Albright, J., concurring in part and dissenting in part:

    I concur fully in the judgment of this Court that the “Employers' Liability_Stop Gap” provisions of the commercial general liability insurance policy at issue in this action provided coverage for the deliberate intent action brought against Stage Show Pizza, JTS, Inc. by the appellant John Paul Harvey. Unless that stop-gap coverage is construed to provide coverage in the case of a deliberate intent action for which the workers' compensation provides employers no immunity, those policy provisions must be seen as essentially illusory and meaningless. Such a construction would be absurd. Moreover, the history of the development of W.Va. Code §23-4-2(c)(2) and the emergence and marketing of such “stop-gap” insurance coverage in this state track each other rather nicely. This tends to confirm that the conclusion reached by the majority in regard to coverage for the deliberate intent action in consonant with the intent of the parties to the insurance contract, as expressed by the language in the “stop gap” portion of the insurance policy at issue, even though the parties have failed to update the language since our decision in Bell v. Vecellio & Grogan, Inc., 197 W. Va. 138, 475 S.E.2d 138 (1996), afforded the appellee insurance company an occasion to argue that such “stop-gap” coverage no longer extended to the purpose for which it was designed and marketed.

    However, I dissent strongly from the conclusion of the majority that the parties intended to afford coverage of the common-law negligence action in this case, which is viable solely because the employer here defaulted in the payment of workers' compensation premiums. The majority holding implies that the employer and the insurer contemplated that the employer would default in the payment of those premiums. The majority holding finds that the employee's right to sue the employer in an action for negligence at common law, free and clear of the several defenses of which the employer is deprived because of having defaulted in the payment of workers' compensation premiums, did not arise “under any workers' compensation . . . law.”

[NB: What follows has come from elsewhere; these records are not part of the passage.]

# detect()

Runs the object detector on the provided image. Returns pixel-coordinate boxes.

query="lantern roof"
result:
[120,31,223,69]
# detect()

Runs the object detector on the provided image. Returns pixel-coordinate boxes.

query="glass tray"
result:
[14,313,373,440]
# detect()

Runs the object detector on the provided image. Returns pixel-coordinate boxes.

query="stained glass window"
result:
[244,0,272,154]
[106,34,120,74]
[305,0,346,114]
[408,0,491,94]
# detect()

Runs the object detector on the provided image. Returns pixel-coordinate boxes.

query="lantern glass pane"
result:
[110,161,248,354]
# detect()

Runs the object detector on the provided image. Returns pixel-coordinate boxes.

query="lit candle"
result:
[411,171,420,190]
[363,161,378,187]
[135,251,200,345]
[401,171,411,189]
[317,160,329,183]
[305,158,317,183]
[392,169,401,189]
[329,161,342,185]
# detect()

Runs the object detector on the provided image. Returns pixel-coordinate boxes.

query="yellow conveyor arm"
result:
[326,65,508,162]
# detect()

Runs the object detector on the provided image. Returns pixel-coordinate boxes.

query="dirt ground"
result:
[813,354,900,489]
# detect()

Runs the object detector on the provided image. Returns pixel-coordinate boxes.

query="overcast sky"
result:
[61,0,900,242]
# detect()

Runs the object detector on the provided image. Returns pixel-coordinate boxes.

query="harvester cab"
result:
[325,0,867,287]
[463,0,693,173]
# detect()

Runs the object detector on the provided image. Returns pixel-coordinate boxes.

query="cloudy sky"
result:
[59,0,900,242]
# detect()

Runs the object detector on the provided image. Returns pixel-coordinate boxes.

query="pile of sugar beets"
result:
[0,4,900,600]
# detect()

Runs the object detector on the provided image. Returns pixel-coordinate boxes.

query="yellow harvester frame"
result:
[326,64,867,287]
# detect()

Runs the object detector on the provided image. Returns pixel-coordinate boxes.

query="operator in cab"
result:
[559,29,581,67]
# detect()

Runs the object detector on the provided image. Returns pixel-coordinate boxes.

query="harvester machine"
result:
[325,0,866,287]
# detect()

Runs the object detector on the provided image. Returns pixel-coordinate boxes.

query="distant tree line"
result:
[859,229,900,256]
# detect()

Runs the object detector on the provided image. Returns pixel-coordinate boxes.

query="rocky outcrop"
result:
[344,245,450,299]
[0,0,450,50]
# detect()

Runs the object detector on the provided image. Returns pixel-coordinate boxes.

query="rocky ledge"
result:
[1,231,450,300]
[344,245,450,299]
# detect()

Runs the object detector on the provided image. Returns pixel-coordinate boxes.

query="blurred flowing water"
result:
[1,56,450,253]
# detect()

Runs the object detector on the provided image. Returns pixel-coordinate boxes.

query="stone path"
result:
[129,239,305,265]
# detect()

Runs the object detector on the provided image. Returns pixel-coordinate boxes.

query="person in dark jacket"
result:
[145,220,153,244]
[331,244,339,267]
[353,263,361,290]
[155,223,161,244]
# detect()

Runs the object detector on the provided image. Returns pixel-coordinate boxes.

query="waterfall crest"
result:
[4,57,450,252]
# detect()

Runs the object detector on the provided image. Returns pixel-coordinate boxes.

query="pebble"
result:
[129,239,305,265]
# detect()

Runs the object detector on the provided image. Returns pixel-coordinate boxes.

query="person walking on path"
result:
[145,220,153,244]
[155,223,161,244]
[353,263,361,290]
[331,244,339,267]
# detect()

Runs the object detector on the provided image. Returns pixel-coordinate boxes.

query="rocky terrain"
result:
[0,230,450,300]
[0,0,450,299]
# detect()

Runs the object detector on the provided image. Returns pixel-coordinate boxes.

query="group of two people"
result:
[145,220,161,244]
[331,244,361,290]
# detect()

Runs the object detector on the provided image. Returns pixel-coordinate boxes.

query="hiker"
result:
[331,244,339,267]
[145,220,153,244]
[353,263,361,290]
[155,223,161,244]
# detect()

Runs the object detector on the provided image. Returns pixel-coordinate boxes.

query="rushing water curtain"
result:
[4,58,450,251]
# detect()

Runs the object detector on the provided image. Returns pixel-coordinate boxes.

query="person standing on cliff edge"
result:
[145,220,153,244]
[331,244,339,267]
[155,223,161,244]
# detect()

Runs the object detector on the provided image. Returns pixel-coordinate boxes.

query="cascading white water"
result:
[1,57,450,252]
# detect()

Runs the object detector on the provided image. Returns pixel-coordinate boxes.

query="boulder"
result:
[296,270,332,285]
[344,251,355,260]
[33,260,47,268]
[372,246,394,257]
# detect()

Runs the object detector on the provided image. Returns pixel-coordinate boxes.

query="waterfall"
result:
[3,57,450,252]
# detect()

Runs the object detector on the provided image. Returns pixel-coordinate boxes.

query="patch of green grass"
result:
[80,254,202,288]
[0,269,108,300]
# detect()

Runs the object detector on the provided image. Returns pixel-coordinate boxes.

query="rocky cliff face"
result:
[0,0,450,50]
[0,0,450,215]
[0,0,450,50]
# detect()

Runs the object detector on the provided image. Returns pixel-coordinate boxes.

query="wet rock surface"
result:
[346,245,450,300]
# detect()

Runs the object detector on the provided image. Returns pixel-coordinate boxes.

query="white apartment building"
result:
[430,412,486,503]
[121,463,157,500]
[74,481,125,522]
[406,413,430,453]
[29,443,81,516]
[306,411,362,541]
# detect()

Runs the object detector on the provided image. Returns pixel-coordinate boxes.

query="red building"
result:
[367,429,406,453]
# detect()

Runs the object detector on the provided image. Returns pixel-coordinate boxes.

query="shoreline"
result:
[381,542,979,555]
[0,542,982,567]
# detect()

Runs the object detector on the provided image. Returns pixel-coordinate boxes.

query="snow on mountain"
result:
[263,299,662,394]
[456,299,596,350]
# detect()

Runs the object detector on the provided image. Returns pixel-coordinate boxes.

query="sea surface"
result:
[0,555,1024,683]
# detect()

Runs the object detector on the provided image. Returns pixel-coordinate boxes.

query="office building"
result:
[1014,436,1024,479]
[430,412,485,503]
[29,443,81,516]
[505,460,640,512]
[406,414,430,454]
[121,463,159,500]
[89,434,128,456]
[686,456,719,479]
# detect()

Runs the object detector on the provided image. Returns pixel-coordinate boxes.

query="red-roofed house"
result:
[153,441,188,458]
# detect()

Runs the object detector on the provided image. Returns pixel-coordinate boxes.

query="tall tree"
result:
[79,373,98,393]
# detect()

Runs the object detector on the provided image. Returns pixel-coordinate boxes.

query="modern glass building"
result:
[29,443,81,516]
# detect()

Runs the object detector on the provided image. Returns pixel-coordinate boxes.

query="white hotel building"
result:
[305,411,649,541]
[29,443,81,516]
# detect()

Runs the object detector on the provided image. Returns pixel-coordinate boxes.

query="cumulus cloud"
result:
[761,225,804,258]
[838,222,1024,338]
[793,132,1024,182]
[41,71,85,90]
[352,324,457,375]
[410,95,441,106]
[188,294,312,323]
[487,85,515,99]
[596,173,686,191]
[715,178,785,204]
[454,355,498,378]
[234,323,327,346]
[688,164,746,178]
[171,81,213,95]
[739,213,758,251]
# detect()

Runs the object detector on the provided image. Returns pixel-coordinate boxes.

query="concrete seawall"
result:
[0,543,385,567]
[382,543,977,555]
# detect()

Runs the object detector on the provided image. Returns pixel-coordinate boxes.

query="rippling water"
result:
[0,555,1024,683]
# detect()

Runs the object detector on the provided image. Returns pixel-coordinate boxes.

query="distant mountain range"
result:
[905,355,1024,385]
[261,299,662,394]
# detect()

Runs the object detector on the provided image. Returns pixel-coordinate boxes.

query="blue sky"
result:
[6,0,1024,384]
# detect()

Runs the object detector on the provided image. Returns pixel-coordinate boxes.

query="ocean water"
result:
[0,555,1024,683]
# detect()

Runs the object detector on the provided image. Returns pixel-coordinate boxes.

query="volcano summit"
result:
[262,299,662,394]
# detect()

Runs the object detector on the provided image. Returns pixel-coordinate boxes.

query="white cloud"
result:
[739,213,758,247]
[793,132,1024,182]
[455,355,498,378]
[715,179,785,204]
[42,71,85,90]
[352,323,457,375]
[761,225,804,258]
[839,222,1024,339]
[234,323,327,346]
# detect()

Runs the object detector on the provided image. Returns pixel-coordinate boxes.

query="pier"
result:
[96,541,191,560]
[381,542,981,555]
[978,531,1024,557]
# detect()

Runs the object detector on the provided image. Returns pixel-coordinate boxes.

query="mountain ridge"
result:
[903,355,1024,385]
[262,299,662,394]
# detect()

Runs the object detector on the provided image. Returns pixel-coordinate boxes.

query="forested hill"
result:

    In its effort to find a deep pocket from which the Plaintiff below might recover a slam-dunk verdict for negligence in a trial in which the employer (and its insurer) is deprived of several common law defenses, the majority has twisted the agreement of the parties into something it is not and blithely dismissed the underlying public policy issues raised by the Court's opinion by reciting blandly, if not blindly, that “these public policy concerns do not appear to be implicated in the instant case, and have not been raised by the parties.” Simply put, it is wrong to shift from the employer here to its insurer the burden placed by the law on the employer for its failure to timely and fully pay workers' compensation payments. That is not the purpose for which this employer purchased this insurance. That public policy concern is most clearly implicated here and was certainly raised by the parties as an integral part of the action here appealed.